Villagers living under the shadow of the mountains don’t need experts to tell them that the glaciers are retreating at an alarming rate of about 10-15 metre (33-49 feet) each year. The Gangotri glacier, 30.2 km long and between 0.5 and 2.5 km wide, has retreated more than 850 m in the past 30 years — 76 m from 1996 to 1999 alone.
Like the rest of Uttarakhand, the ski slopes of Auli in Chamoli district got no snow last year. “There was no snow and not much rain last year. All the small mountain streams around the village have dried up and now we walk to a spring 3 km away to get water. It’s ironical that the Ganga flows down this mountain,” says Nivali Devi, 30, the Pradhan (head) of Mahila Mangal Samiti, a women’s self-help group in Paini, a village in Chamoli located 6,000 feet above sea level.
The LPG cylinders may help buck the change in the microclimate by reducing the air pollution generated by wood and coal cooking, a major source of soot (elemental carbon) in India.

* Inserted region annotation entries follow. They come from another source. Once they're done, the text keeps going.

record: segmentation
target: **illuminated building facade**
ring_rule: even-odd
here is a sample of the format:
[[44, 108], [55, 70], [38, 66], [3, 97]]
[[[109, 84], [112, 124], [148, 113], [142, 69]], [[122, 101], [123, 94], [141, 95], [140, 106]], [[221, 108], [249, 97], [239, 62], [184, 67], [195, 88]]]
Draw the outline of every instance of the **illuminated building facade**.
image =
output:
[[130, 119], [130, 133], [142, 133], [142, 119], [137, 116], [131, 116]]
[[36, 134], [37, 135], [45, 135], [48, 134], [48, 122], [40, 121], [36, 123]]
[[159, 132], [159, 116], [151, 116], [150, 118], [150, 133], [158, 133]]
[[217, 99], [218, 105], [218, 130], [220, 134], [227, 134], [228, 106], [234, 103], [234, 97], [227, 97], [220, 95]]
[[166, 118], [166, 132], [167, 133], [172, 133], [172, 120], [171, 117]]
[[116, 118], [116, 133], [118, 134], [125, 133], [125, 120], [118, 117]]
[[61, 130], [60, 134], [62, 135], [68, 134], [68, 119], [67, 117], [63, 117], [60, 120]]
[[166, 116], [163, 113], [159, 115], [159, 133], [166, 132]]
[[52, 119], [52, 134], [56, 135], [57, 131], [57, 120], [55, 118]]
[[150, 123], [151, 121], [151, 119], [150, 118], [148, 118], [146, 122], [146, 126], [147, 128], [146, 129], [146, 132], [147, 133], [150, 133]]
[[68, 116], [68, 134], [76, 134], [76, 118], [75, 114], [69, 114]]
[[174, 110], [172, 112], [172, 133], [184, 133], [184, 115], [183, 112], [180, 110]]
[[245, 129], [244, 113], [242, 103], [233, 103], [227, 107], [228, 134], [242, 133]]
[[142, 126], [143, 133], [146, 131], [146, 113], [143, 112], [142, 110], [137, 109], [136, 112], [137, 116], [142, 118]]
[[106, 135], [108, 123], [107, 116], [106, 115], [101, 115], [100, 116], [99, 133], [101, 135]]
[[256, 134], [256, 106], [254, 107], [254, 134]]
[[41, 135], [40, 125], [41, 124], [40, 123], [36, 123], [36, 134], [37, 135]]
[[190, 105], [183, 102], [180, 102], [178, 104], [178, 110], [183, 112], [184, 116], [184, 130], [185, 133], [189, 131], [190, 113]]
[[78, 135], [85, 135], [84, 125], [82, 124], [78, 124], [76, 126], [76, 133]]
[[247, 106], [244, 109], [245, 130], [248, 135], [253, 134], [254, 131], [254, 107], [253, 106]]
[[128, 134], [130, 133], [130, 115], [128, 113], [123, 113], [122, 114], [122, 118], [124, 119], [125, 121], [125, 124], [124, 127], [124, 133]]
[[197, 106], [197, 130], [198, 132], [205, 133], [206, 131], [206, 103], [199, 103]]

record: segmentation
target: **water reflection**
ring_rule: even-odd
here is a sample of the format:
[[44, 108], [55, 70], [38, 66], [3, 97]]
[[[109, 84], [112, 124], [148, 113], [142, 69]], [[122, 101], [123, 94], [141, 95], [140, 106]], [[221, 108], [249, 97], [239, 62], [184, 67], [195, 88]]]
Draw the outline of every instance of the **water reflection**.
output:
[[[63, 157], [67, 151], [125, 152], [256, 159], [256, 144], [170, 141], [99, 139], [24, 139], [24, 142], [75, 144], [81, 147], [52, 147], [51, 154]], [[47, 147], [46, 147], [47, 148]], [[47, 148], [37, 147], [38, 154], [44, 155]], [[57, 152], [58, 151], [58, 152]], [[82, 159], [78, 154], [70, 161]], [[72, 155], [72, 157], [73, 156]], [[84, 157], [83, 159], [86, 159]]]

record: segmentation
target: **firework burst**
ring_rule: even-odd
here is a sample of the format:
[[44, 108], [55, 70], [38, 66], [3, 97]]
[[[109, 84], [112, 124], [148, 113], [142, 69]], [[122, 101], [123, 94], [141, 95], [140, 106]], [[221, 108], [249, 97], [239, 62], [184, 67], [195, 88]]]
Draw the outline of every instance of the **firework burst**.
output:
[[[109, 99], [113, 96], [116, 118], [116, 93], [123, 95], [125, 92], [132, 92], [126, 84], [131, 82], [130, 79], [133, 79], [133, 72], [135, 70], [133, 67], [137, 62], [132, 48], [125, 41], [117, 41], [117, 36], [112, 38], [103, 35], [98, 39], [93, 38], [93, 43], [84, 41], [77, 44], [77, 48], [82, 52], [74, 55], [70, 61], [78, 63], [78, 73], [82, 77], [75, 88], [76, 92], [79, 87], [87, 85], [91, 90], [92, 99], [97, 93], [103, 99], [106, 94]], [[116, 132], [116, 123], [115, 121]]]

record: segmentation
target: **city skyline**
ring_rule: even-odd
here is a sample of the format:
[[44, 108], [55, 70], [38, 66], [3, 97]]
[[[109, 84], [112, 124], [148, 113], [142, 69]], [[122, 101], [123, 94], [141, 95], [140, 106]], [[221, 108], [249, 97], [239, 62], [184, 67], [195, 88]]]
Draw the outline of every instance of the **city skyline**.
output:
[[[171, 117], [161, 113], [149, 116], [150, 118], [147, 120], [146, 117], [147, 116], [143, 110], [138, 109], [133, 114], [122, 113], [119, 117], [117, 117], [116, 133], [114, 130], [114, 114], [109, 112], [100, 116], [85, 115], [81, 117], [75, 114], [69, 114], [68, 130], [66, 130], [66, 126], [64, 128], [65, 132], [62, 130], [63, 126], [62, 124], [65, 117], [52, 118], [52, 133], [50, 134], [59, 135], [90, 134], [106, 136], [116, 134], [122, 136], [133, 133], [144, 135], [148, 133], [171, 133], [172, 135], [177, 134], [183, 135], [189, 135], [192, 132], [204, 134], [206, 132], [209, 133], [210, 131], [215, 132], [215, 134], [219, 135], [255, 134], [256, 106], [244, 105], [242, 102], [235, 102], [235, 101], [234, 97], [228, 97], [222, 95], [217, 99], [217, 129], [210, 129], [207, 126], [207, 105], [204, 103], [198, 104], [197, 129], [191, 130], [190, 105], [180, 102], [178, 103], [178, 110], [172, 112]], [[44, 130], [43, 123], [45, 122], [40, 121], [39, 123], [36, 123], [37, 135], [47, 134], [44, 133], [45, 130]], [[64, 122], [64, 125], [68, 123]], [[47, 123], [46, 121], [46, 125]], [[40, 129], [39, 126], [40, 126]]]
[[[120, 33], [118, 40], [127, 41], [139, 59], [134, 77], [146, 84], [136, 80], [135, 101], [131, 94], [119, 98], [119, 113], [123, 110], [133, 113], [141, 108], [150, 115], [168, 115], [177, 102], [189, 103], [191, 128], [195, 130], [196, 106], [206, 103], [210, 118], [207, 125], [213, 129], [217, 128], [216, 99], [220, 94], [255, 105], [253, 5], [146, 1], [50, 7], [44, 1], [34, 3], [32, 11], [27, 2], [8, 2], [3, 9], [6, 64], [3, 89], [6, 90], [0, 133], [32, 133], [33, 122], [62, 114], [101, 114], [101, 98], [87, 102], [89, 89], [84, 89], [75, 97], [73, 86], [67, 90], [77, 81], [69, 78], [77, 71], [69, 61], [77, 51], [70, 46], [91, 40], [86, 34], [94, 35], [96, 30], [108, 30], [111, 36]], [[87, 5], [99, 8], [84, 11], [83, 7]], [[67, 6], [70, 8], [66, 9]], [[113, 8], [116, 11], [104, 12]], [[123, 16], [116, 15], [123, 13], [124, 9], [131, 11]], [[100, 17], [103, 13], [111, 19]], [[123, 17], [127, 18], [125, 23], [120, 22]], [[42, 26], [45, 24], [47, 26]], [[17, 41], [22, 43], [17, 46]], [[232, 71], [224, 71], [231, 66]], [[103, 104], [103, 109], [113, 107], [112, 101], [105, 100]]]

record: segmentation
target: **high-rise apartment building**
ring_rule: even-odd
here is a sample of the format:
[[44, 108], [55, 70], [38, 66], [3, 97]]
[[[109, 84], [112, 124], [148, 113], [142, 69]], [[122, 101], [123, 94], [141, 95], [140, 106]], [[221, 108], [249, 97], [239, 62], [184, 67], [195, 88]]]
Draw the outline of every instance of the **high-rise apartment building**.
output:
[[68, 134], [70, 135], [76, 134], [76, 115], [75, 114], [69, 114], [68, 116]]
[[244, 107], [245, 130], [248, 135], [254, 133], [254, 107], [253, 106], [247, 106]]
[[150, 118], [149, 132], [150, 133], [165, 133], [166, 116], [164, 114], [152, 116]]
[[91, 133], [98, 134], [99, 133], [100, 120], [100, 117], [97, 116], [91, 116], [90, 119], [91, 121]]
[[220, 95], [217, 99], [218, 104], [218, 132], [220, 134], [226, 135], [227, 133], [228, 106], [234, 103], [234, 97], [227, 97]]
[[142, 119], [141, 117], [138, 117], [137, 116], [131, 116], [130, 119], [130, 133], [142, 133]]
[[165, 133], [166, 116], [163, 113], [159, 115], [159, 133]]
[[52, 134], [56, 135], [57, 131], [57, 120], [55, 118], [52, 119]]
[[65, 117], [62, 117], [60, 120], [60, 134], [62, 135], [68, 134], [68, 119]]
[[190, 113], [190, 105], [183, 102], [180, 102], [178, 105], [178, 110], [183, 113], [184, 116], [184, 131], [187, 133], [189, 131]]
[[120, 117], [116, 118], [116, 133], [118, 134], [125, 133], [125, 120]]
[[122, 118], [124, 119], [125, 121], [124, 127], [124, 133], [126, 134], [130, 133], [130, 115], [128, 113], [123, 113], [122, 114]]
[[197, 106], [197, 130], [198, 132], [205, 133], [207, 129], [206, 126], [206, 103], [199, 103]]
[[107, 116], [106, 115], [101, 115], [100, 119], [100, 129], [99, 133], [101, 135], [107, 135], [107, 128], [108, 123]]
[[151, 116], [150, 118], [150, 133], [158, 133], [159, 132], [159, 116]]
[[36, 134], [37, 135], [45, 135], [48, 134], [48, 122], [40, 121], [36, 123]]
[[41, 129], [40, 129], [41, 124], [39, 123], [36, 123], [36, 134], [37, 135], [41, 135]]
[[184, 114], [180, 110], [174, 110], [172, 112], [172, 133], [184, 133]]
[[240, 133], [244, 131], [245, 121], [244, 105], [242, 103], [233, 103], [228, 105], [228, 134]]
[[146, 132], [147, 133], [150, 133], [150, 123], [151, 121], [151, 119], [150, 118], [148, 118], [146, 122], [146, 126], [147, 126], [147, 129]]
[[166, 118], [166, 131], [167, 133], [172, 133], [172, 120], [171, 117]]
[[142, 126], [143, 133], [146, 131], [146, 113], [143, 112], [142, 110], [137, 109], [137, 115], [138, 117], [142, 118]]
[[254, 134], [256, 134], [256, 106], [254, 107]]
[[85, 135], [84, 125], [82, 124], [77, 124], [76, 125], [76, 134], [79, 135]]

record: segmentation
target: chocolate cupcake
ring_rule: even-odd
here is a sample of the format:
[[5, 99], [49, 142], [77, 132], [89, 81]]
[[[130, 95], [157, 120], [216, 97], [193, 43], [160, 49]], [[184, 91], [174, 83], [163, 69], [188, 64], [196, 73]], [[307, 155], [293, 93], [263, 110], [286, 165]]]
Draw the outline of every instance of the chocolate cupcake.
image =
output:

According to Dr Veerabhadran Ramanathan, distinguished professor of climate and atmospheric sciences at Scripps Institution of Oceanography, University of California, “Black carbon travels and gets deposited on snow and glaciers, making the ice dirty and reducing reflectivity. This makes glaciers absorb more heat and melt faster.” The soot combines with outdoor air pollution to form atmospheric brown clouds over most of south Asia and the Indian Ocean, which causes atmospheric heating.
The exposure to smoke with black carbon particulates was directly responsible for about 5 lakh premature deaths from lower respiratory infections and chronic obstructive pulmonary disease. “Women and children are at greatest risk as they stay indoors more and inhale the maximum soot from smoke released from cooking stoves,” says Dr J.N. Pande, former professor of medicine at the All India Institute of Medical Sciences.
An average household in Uttarakhand uses 3-4 kilogram of firewood a day, and consumption doubles in the winter when fire is also used for warmth. “If you say LPG saves our rivers, it is good. All I know is that the stoves have made the life of villagers much easier. The demand has been so high that they have to wait five months for the free refill, instead of three,” says Mohan Singh Rama, supply inspector, Joshimath.